The event is open to the public. You can attend it physically or follow it online. The link to the Zoom meeting is in the bar on the right.

ABSTRACT / Network science has become an important tool for the analysis of social systems and societies. The abstraction where these complex systems are described as graphs where two individuals are either connected or not has turned out to be incredibly versatile and useful. Methodologies developed originally within the theoretical network science community, such as network clustering and synthetic network modelling, are now routinely used to quantify complex phenomena such as political polarization and other societal phenomena. Despite this success, the simple network representation has severe limitations and investigating several salient problems can require alternative abstractions: Social groups are not just collections of pairwise connections. Discussions of polarizing topics do not live in isolation of each other. Connections and social groups are not static, but consist of temporal interactions. While until recently most of the work in network science has relied on assuming that such systems can be represented using simple graphs, there has been an increasing focus on more realistic representations of networks.
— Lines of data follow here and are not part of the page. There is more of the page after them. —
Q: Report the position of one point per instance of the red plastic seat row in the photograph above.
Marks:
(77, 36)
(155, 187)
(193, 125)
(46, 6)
The theoretical advances in multilayer networks, higher-order networks, and temporal networks allow for dealing with this need for realism in a systematic way and analyzing a multitude of different types of networks with very general mathematical and computational tools. In this talk I will go through recent work in my group related to polarization and group formation in social networks, and especially focus on our advances in using multilayer networks and other generalized network representations.

BIO / Mikko Kivelä is an assistant professor in the Department of Computer Science at Aalto University and an Academy of Finland research fellow. He received a Doctor of Science degree from Aalto University in 2012 and was a postdoc at the Mathematical Institute at University of Oxford until 2015. His research interests are in network science, with focus on generalized network representations such as temporal networks and multilayer networks.